Answer (C): First note that once the frog is on pad 5, it has probability $\frac{1}{2}$ of eventually being eaten by the snake, and a probability $\frac{1}{2}$ of eventually exiting the pond without being eaten. It is therefore necessary only to determine the probability that the frog on pad 1 will reach pad 5 before being eaten. Consider the frog’s jumps in pairs.

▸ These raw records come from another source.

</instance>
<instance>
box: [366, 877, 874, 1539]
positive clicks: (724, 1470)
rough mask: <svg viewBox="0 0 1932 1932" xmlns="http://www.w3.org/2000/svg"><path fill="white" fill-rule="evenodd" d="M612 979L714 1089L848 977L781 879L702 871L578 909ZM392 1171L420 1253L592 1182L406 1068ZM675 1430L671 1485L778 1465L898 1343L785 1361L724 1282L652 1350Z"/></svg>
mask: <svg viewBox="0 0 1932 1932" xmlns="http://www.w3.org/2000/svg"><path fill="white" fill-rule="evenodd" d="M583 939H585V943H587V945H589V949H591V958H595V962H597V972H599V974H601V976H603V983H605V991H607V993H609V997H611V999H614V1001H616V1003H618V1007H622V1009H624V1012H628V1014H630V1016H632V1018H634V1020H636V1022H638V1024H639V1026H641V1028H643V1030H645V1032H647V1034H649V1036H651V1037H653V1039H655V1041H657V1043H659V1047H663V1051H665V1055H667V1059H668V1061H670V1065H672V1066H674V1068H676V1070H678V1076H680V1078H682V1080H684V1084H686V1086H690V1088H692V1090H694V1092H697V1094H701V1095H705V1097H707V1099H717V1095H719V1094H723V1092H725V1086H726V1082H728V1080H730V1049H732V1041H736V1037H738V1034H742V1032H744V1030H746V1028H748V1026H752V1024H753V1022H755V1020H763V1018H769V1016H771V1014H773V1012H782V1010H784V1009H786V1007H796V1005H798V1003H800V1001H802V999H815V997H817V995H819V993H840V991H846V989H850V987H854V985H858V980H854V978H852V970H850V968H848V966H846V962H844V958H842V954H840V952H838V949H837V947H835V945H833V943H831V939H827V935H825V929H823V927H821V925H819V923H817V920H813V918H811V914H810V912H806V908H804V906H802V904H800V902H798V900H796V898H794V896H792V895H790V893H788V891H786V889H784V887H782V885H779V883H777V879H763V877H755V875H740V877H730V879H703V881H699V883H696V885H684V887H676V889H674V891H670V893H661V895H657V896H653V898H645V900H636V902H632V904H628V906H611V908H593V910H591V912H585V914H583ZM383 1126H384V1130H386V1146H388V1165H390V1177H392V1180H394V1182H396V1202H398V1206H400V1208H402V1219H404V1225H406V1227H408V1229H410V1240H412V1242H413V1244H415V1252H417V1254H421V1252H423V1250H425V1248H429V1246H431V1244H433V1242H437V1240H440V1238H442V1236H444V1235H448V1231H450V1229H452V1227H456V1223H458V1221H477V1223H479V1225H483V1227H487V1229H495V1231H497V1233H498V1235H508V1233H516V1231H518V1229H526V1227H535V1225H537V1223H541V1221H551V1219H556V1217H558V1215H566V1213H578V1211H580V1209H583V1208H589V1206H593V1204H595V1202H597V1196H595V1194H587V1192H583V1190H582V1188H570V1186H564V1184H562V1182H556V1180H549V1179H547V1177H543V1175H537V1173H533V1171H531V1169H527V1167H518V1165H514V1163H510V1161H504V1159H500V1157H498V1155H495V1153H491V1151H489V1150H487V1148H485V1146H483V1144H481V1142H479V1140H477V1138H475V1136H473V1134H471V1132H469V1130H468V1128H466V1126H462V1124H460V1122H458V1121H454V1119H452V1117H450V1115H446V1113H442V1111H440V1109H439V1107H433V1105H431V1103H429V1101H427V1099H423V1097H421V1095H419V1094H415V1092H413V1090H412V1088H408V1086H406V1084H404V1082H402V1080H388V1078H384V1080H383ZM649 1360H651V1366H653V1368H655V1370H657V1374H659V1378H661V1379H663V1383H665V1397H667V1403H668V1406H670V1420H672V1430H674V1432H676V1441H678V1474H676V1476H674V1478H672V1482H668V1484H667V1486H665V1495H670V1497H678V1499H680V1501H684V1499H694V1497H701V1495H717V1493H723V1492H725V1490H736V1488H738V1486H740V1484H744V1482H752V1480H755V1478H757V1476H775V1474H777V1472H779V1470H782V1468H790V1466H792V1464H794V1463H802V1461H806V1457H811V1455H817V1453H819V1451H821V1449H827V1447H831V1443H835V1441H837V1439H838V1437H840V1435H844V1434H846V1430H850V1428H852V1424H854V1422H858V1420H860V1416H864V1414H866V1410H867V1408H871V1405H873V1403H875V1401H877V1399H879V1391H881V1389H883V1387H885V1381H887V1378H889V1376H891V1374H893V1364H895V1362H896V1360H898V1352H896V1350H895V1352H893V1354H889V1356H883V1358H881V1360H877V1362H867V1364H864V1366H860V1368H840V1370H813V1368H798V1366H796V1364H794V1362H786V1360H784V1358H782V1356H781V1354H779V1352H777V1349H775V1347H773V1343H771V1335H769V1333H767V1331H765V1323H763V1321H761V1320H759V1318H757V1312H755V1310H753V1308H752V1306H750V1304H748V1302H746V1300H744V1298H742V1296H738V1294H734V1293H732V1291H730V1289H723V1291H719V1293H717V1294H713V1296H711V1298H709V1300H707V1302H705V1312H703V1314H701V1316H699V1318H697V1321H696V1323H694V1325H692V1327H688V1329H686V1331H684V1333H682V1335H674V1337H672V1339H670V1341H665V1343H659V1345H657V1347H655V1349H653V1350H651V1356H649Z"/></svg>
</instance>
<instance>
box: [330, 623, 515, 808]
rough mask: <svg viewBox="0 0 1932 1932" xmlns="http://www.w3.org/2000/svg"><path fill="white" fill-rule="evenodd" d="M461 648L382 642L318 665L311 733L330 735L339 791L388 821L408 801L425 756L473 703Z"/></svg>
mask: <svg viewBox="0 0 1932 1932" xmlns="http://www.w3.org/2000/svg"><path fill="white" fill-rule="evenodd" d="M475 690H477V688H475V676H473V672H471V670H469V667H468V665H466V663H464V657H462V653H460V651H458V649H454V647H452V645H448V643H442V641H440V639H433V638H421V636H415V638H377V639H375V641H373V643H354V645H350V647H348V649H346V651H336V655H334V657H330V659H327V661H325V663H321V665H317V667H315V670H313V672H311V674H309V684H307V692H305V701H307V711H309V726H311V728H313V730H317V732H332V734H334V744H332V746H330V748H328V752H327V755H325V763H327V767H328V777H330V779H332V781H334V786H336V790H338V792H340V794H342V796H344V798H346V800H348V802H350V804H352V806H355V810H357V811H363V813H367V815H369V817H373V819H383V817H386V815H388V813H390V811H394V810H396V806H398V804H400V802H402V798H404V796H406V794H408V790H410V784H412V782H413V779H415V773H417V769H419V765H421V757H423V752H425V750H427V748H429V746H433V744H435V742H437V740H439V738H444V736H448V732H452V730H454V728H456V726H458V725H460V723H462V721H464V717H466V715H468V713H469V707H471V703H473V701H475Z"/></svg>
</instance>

The frog on pad 1 will advance to pad 3 with probability $\frac{9}{10}\cdot\frac{8}{10}=\frac{72}{100}$, will be back at pad 1 with probability $\frac{9}{10}\cdot\frac{2}{10}=\frac{18}{100}$, and will retreat to pad 0 and be eaten with probability $\frac{1}{10}$. Because the frog will eventually make it to pad 3 or make it to pad 0, the probability that it ultimately makes it to pad 3 is $$ \frac{\frac{72}{100}}{\left(\frac{72}{100}+\frac{10}{100}\right)}=\frac{36}{41}, $$ and the probability that it ultimately makes it to pad 0 is $$ \frac{\frac{10}{100}}{\left(\frac{72}{100}+\frac{10}{100}\right)}=\frac{5}{41}. $$ Similarly, in a pair of jumps the frog will advance from pad 3 to pad 5 with probability $\frac{7}{10}\cdot\frac{6}{10}=\frac{42}{100}$, will be back at pad 3 with probability $\frac{7}{10}\cdot\frac{4}{10}+\frac{3}{10}\cdot\frac{8}{10}=\frac{52}{100}$, and will retreat back to pad 1 with probability $\frac{3}{10}\cdot\frac{2}{10}=\frac{6}{100}$. Because the frog will ultimately make it to pad 5 or pad 1 from pad 3, the probability that it ultimately makes it to pad 5 is $$ \frac{\frac{42}{100}}{\left(\frac{42}{100}+\frac{6}{100}\right)}=\frac{7}{8}, $$ and the probability that it ultimately makes it to pad 1 is $$ \frac{\frac{6}{100}}{\left(\frac{42}{100}+\frac{6}{100}\right)}=\frac{1}{8}. $$ The sequences of pairs of moves by which the frog will advance to pad 5 without being eaten are $$ 1\to 3\to 5,\; 1\to 3\to 1\to 3\to 5,\; 1\to 3\to 1\to 3\to 1\to 3\to 5, $$ and so on. The sum of the respective probabilities of reaching pad 5 is then $$ \frac{36}{41}\cdot\frac{7}{8}+\frac{36}{41}\cdot\frac{1}{8}\cdot\frac{36}{41}\cdot\frac{7}{8}+\frac{36}{41}\cdot\frac{1}{8}\cdot\frac{36}{41}\cdot\frac{1}{8}\cdot\frac{36}{41}\cdot\frac{7}{8}+\cdots $$ $$ =\frac{63}{82}\left(1+\frac{9}{82}+\left(\frac{9}{82}\right)^2+\cdots\right) $$ $$ =\frac{63}{82}\cdot\left(\frac{1}{1-\frac{9}{82}}\right) $$ $$ =\frac{63}{73}. $$ Therefore the requested probability is $\frac{1}{2}\cdot\frac{63}{73}=\frac{63}{146}$.